There Is No Religion In France

On the heels of the decision by the US Supreme Court in regard to religious liberty comes a ruling from the EU Court of Human Rights, and it, too, deals with religion.

American culture is so pervasive that non-Americans can easily forget that they have no guarantee to be free to worship as they see fit. Because in some countries in Europe, you can't.

Especially in France. They really don't believe in religion. You can't fault them, of course. When they rebelled against their king, the Catholic Church was a powerful and wealthy organization that worked hand in glove with the ruling classes, keeping the hoi-polloi suppressed. With so little love of organized religion from the start, is it any wonder that modern France has essentially codified a "no religion" stance?

Muslim women residing in France brought their exceptionally conservative cultural practices with them from Algeria, among many African nations once part of the French empire. As the population of immigrants soared, so too did French discomfort with roaming, shapeless sacks with eyes. If one of them committed a crime there was no identifying her, and who knew what was hidden under that billowing robe? She presents a document but how do you know it's really her if you can't see her face and compare a picture on an ID card?

The all-encompassing burqa presented a problem, but it also represented religion on legs, and so the French wrote a law banning the public wearing of face veils in 2011. Secular is all the rage in France, and secularism is the only permitted religion. Women could not opt to wear a veil if they wanted to, whether it was at their own desire or a demand from a male family member.
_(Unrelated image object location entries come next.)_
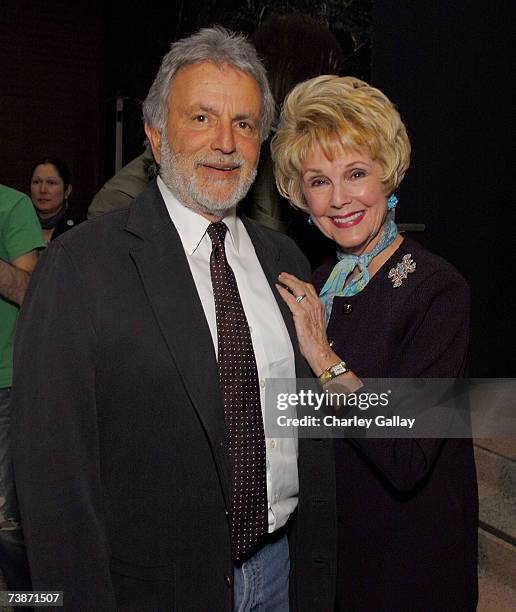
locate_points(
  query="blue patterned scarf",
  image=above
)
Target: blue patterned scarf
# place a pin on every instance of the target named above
(335, 284)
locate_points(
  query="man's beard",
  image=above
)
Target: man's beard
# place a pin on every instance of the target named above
(178, 173)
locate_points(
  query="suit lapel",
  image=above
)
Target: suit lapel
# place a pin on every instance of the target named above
(170, 288)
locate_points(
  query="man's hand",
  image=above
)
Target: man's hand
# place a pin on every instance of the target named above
(15, 276)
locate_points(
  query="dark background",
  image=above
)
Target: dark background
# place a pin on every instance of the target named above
(445, 65)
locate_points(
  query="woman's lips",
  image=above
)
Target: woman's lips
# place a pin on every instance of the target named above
(343, 221)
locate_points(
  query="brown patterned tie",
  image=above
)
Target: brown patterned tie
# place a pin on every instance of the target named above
(238, 379)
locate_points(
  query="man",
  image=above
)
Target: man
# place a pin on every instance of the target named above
(144, 480)
(20, 237)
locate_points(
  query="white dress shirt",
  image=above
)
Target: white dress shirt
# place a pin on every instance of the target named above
(271, 343)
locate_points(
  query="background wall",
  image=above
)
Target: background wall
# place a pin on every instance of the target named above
(49, 79)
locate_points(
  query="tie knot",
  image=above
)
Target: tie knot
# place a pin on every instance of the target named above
(217, 232)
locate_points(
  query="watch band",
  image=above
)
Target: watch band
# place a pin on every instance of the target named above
(332, 372)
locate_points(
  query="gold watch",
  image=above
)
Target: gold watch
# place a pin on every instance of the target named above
(332, 372)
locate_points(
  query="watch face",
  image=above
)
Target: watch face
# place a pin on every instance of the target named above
(339, 369)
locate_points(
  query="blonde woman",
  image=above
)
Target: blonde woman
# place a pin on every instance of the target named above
(407, 508)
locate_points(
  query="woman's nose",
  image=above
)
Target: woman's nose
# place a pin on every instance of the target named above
(341, 197)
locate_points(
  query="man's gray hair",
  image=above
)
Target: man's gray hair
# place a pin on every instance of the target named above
(216, 45)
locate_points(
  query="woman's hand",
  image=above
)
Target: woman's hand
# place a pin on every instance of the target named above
(308, 316)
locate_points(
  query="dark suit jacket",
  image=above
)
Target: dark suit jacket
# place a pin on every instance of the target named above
(119, 442)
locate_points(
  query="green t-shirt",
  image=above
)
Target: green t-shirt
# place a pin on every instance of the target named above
(20, 233)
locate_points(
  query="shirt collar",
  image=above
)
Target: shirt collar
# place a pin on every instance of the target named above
(192, 226)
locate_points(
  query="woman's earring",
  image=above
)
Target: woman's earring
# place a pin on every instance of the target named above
(391, 202)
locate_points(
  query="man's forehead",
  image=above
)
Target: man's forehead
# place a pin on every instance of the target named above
(196, 82)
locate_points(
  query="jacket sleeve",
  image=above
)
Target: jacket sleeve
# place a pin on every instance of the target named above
(55, 438)
(434, 345)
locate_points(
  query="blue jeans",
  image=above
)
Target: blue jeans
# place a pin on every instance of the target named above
(13, 556)
(261, 583)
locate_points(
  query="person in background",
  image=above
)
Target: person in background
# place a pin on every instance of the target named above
(407, 508)
(50, 188)
(144, 475)
(20, 239)
(294, 47)
(120, 190)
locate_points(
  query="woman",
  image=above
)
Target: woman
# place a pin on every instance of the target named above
(50, 188)
(407, 508)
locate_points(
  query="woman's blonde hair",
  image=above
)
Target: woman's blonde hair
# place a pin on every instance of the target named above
(328, 110)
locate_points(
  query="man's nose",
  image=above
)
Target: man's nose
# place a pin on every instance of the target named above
(224, 138)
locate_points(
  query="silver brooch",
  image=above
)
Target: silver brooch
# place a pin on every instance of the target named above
(401, 271)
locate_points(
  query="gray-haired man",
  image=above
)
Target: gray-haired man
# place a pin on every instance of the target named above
(144, 478)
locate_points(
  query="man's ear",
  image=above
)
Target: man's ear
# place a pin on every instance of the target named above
(154, 139)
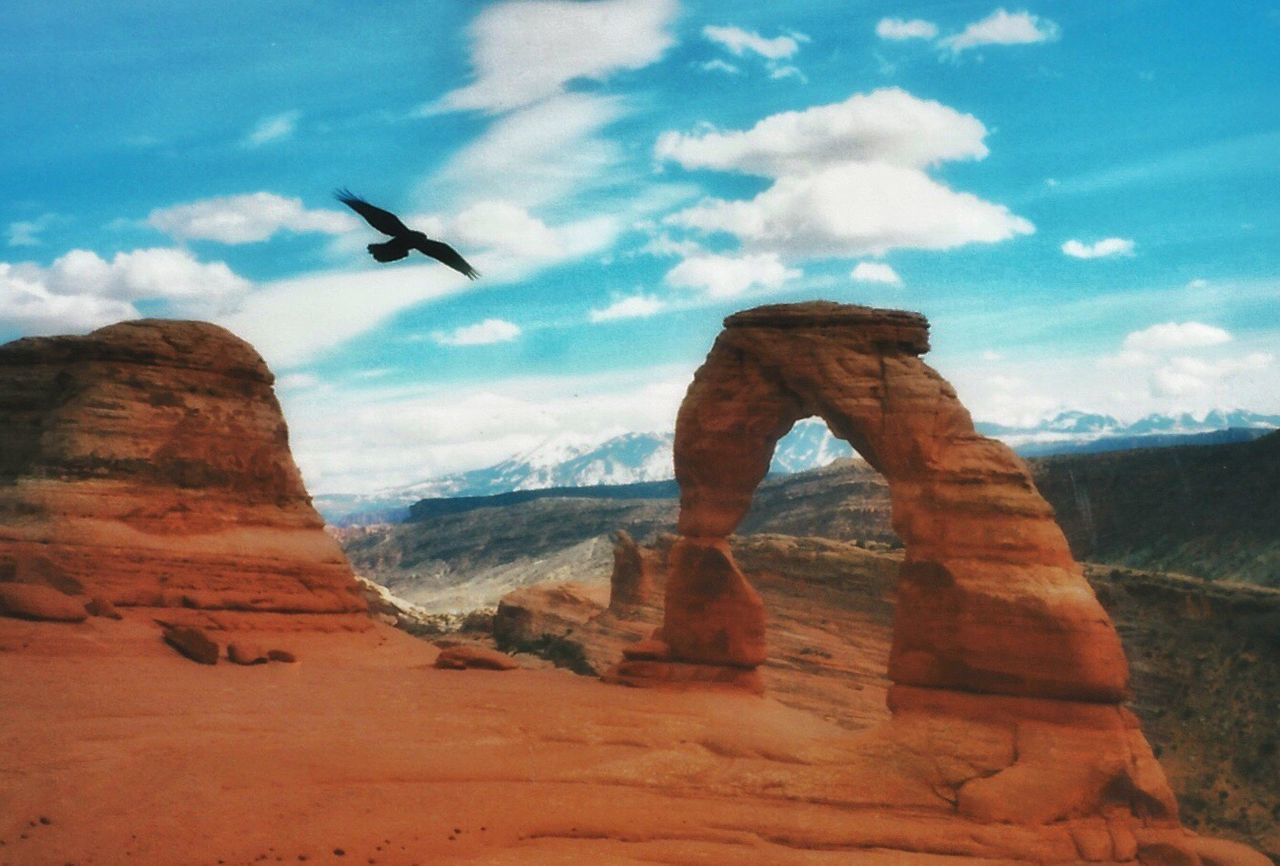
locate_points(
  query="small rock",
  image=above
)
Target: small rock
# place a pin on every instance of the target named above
(458, 658)
(101, 606)
(246, 654)
(192, 642)
(42, 603)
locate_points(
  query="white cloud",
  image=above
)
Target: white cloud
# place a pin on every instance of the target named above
(876, 273)
(246, 219)
(81, 291)
(513, 232)
(638, 306)
(856, 210)
(278, 127)
(526, 51)
(740, 42)
(885, 125)
(730, 276)
(778, 73)
(544, 154)
(1175, 335)
(394, 435)
(897, 28)
(1187, 377)
(720, 65)
(1098, 250)
(1002, 27)
(663, 244)
(490, 330)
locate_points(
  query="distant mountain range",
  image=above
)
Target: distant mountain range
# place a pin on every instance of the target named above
(645, 457)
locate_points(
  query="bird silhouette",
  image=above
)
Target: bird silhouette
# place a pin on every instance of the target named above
(403, 238)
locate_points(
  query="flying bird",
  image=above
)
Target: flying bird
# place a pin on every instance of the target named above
(403, 238)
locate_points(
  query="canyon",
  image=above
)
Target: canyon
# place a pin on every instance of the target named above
(151, 472)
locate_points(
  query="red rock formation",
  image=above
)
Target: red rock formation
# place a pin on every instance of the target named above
(1008, 673)
(990, 599)
(631, 582)
(149, 463)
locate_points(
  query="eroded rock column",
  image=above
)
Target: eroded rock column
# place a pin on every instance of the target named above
(990, 599)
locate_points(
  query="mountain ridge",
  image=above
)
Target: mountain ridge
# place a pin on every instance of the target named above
(571, 462)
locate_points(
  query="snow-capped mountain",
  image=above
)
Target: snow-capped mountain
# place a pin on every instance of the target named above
(636, 457)
(1083, 426)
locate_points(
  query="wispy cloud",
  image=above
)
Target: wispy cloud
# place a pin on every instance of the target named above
(275, 128)
(1098, 248)
(638, 306)
(246, 219)
(490, 330)
(740, 42)
(1004, 27)
(1175, 335)
(720, 65)
(730, 276)
(876, 273)
(899, 28)
(81, 291)
(526, 51)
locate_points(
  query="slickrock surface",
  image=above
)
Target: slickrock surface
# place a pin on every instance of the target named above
(149, 464)
(990, 598)
(140, 756)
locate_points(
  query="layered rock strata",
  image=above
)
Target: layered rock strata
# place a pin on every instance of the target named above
(1008, 677)
(990, 598)
(147, 464)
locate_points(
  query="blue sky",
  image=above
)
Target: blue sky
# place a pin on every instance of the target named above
(1080, 196)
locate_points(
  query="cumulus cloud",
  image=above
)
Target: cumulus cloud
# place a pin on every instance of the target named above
(740, 42)
(81, 291)
(246, 219)
(720, 65)
(1002, 27)
(886, 125)
(730, 276)
(1188, 376)
(876, 273)
(278, 127)
(490, 330)
(856, 210)
(849, 179)
(525, 51)
(638, 306)
(1100, 248)
(899, 30)
(1175, 335)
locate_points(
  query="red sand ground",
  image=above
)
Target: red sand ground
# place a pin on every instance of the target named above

There could be no public displays of Islam because in France there are no public displays of religion.

One woman sued, insisting that she liked covering from head to toe. It was her right, was it not, to practice her faith in her way? It wasn't a burden. It was not a demand made upon her, thereby infringing on her rights as a French citizen.

The EU court has said no, she doesn't have that right.

France is within its rights as a sovereign nation, and one that is known around the world for its fashion, to ban the wearing of face veils in public. Wear it at home all you like. But in public, off it comes.

Why is that?

Because in the EU, everyone must live together. By dressing in a non-EU manner, the Muslim women are trying to live apart, and that is an issue that overrides a woman's right to cover her face. With her face covered, she retreats from a society in which facial recognition is the norm. The veil serves as a wall to cut off interaction, and that is not what the EU is all about.

Practice your religion in the privacy of your home, but it must stay there behind closed doors. On the streets, you are just another member of the European Union and there is no religion in a bureaucracy.